Because the antibiotic products are bound to the proteins, another enzymatic activity is necessary to release the final product. Gulick collaborated with Craig Townsend, PhD, Alsoph H. Corwin Professor of chemistry at Johns Hopkins University, to examine the domain that catalyzes this step in nocardicin biosynthesis. “While nearly all NRPSs end with a domain that releases the product, a thioesterase domain, the nocardicin NRPS has an unusual bifunctional domain that does an additional chemical step before release. We were able to use a very clever analog designed by Dr. Townsend and his colleagues to get a view of this process.”
The goal of the research is to provide the foundation for studies to engineer NRPS enzymes to create a chemical library, populated with related β-lactone compounds that have been engineered for useful purposes. Additionally, it may be possible to find new NRPS systems that make entirely unknown molecules.
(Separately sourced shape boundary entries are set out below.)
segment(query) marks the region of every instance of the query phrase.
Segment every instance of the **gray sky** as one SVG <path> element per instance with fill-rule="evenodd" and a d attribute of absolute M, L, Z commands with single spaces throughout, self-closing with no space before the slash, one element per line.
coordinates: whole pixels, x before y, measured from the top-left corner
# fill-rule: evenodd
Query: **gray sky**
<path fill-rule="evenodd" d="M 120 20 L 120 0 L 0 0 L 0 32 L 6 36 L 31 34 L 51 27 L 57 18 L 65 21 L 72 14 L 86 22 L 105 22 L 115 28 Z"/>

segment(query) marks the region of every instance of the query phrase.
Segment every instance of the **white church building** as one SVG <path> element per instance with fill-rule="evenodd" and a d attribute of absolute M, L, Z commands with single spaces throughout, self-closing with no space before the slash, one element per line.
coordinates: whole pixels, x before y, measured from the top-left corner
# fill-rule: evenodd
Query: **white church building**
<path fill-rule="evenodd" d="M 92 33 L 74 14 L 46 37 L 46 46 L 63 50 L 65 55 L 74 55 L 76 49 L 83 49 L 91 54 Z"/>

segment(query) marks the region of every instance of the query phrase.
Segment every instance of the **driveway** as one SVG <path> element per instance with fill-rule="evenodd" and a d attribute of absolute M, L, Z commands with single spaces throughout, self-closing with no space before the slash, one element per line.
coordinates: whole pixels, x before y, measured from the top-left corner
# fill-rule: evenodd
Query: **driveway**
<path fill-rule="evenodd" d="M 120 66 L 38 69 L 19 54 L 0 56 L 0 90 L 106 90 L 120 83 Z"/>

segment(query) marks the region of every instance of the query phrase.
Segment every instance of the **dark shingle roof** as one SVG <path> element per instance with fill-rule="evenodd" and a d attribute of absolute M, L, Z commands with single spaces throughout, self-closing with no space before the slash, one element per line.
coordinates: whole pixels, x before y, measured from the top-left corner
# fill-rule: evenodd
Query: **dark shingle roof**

“We’re interested in how bacteria produce natural products. About one-half or two-thirds of the current FDA-approved drugs are either natural products or derived from natural products, which means it wasn’t something that some chemist dreamed up — it was produced by bacteria, yeast or fungus,” Gulick says. “My lab is interested in how the bacteria produce these natural products. If you knew that, you could produce new ones, or you could engineer them. A lot of these molecules are extremely complicated and hard for a chemist to make, so we’re trying to exploit the bacterial systems to do that.”
Dale Kreitler, PhD, and Ketankumar D. Patel, PhD, postdoctoral associates in the Department of Structural Biology working in Gulick’s lab, were the lead authors on the papers. Kreitler studied the structure of the obafluorin NRPS and Patel performed the structural studies of the nocardicin thioesterase.